Varlık bütünlüğü ve güvenilirlik sistemi proses güvenliği dışında operasyonel kritikliği olan ekipmanlarda ve proseslerde de verimlilik ve işletilebilirlik açısından olumlu çıktılar elde edilebilecek bir sistemdir.
Varlık bütünlüğü ve güvenilirlik sisteminin kurulum ve mevcut sistem ile entegrasyonunun doğru sağlanabilmesi için öncelikle programın temellerini içeren bir tanımlama hazırlanması gerekir.

Varlık bütünlüğü ve güvenilirlik sistemi kapsamında yer alan prosedürde;

1.    Varlık bütünlüğü ve güvenilirlik sisteminin kapsamı ve kapsam dahilindeki ekipmanların nasıl belirleneceği,
2.    Kapsam dahilindeki ekipmanlar için temel tasarım bilgisi ve gerekli görülen minimum bakım görevleri,
3.    Gerçekleştirilecek tasarım, kurulum, operasyon, bakım ve onarım işleri için yetkinlik sınırları,
4.    Kritik ekipmanların talep anında fonksiyonlarını yerine getirebilmeleri veya servise uygunluklarının sağlanabilmesi için gerçekleştirilecek test, kalibrasyon, muayene ve koruyucu bakım görevlerinin belirlenme metotları,
5.    Kritik ekipmanlarda gerçekleştirilecek bakım veya arıza müdahalesi sırasında uygulanacak devreden çıkarma işlemleri
6.    Yaşanan değişimler, teknolojik gelişmeler ve yaşananlardan edinilen dersler ile sistemin canlı ve dinamik tutulması için yapılacaklar
gibi süreçlerin nasıl ele alındığı açıklanmalıdır.

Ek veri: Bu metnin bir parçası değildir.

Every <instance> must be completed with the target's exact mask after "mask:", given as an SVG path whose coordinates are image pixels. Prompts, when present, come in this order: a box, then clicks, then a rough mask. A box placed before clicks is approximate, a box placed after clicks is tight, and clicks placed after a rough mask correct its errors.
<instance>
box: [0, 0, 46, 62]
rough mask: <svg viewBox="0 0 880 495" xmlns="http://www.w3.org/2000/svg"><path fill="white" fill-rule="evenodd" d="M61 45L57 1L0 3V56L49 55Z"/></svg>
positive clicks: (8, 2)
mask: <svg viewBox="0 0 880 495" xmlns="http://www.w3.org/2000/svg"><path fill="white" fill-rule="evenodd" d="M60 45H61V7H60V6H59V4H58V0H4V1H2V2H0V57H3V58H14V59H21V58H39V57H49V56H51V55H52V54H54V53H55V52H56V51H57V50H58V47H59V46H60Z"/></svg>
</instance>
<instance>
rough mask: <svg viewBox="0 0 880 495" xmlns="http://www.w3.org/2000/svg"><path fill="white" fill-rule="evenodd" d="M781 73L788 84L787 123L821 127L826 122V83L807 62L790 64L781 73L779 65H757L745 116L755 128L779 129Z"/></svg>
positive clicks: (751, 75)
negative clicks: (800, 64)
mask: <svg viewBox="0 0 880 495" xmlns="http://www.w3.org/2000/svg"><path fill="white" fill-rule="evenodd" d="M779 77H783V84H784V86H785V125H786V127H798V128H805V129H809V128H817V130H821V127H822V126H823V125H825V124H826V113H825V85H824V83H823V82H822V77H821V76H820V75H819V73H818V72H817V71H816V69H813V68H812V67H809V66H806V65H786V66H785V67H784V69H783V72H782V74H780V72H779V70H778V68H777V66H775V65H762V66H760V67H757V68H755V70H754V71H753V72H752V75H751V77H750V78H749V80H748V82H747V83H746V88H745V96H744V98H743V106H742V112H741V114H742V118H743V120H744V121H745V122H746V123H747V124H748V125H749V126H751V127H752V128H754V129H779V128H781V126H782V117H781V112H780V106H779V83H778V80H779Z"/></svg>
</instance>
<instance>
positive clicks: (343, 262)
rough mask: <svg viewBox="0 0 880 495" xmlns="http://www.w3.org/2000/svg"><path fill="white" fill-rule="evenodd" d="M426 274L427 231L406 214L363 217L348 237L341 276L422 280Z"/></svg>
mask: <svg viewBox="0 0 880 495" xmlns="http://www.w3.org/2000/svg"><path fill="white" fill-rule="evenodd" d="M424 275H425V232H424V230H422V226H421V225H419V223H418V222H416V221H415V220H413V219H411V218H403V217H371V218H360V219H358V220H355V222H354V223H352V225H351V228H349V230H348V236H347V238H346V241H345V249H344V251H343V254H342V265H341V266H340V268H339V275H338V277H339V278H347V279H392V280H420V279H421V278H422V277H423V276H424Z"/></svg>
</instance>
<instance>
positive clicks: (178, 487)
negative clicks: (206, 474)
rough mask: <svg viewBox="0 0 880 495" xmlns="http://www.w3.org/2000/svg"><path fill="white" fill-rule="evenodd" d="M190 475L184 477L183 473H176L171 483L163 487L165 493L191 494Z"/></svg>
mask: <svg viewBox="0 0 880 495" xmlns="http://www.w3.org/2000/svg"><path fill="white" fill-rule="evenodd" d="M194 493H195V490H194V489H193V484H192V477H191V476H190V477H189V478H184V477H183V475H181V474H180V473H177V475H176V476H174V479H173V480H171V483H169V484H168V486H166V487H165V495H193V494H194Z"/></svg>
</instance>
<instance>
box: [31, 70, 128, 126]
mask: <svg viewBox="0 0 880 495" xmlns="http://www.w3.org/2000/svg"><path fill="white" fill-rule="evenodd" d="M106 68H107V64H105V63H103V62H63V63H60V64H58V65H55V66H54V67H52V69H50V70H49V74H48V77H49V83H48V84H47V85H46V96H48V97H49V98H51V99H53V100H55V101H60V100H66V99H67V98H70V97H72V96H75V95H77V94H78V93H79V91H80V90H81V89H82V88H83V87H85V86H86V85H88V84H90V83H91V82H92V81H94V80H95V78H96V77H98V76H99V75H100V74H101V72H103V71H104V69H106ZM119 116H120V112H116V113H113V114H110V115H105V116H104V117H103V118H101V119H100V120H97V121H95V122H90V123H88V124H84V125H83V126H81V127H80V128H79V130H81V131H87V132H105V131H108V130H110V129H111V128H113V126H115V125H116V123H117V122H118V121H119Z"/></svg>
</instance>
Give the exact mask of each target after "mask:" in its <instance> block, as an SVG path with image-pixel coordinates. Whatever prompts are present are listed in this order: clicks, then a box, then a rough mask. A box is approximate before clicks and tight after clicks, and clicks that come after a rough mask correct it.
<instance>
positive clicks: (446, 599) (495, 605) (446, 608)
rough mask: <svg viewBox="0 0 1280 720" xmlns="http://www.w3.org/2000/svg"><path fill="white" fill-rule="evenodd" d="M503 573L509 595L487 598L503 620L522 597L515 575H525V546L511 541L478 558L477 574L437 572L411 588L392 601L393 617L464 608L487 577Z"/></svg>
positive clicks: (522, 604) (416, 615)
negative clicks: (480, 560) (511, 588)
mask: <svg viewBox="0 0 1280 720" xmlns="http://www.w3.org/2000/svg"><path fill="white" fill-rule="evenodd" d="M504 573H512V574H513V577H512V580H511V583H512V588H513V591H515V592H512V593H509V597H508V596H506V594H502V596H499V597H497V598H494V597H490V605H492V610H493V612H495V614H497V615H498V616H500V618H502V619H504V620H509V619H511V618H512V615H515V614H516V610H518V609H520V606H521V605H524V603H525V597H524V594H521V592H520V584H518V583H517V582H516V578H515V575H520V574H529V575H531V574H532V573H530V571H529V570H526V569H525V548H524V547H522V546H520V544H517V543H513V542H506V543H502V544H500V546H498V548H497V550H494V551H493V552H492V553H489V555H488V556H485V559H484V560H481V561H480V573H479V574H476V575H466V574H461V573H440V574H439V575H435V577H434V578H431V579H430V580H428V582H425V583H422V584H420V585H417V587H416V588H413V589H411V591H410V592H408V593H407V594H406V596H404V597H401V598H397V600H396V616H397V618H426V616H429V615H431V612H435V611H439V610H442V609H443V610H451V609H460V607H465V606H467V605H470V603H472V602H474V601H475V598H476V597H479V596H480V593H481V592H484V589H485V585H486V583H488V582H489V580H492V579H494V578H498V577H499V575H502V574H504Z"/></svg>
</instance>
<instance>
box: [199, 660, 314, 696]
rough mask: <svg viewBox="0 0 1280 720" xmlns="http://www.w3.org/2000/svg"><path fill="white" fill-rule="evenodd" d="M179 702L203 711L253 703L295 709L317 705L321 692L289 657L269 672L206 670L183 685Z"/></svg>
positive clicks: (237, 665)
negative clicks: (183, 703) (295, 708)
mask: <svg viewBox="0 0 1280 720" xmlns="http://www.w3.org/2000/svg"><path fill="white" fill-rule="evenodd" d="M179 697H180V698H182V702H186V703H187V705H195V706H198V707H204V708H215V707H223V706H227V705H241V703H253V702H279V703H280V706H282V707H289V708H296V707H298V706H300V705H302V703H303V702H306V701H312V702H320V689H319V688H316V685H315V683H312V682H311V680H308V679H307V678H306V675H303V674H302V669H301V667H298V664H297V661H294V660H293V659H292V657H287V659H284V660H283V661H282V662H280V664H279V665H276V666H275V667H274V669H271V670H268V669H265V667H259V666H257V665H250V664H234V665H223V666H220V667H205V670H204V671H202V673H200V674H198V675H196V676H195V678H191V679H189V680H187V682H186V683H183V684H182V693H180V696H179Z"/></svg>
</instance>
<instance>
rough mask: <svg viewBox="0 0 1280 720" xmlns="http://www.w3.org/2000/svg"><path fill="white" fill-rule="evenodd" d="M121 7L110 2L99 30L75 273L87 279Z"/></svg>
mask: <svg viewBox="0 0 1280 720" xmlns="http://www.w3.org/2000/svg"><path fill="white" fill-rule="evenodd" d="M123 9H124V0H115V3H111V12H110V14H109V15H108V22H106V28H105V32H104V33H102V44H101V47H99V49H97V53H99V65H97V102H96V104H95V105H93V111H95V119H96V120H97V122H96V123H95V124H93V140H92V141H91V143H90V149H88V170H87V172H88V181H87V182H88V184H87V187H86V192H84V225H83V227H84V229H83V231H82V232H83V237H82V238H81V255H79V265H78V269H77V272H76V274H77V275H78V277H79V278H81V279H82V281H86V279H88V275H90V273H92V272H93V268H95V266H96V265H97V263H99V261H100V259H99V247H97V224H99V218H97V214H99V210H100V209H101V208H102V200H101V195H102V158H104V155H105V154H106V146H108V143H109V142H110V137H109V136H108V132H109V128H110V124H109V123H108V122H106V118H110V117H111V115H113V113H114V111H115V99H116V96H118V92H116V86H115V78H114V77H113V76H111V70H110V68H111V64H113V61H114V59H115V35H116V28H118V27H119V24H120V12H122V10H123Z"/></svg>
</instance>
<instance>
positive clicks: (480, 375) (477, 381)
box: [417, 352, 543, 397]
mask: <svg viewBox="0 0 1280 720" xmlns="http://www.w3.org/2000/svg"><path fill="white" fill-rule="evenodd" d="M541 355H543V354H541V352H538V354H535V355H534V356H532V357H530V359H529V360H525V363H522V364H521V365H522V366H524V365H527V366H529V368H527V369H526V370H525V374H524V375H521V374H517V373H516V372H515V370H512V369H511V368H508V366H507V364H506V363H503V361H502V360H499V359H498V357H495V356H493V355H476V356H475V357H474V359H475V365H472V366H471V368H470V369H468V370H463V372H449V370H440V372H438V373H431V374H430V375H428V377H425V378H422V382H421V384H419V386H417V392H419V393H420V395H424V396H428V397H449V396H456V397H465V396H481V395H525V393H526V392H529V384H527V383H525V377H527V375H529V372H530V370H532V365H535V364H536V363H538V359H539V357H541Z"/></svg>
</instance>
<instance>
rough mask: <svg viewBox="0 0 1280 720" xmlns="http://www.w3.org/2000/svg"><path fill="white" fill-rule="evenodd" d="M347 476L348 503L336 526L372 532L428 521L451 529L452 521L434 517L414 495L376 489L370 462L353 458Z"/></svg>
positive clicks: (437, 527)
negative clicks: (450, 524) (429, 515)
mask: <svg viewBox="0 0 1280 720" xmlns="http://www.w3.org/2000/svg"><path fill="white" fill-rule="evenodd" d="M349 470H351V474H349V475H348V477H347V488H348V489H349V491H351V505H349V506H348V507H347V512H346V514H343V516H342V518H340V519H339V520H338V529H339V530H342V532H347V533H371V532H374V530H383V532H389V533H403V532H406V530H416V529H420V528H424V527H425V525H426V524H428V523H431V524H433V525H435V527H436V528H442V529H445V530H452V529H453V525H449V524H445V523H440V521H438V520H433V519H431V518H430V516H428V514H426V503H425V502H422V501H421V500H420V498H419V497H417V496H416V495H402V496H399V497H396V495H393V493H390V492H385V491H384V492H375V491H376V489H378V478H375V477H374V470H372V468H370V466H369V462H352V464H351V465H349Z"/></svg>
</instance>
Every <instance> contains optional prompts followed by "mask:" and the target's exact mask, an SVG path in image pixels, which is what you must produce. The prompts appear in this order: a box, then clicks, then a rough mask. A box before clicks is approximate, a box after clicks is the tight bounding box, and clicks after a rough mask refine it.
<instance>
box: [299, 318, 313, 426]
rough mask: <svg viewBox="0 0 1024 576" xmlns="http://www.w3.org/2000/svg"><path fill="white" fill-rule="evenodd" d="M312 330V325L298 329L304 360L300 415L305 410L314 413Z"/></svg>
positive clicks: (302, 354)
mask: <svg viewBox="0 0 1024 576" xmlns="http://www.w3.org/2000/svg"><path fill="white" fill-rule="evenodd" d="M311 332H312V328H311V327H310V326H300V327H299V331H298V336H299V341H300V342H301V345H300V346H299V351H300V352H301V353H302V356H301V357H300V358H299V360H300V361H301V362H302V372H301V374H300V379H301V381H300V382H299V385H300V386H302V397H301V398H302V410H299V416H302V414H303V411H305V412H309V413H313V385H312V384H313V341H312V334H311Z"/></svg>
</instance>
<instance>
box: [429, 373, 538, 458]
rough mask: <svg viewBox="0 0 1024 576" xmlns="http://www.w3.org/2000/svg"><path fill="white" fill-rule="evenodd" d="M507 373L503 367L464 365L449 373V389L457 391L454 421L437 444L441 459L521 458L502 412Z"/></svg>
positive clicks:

Varlık bütünlüğü ve güvenilirlik sisteminde kurulum kadar süreç içerisinde yaşanan gelişmelere uyum sağlamak da oldukça önemlidir. Kapsam dahiline alınan ekipmanlar için kurgulanan bakım görevlerinin gerçekleştirilmeleri kadar yaşanan arızalar sonucunda arıza raporlama ve düzeltici faaliyet planlama sistemi de ele alınması gereken noktaların başında gelmektedir.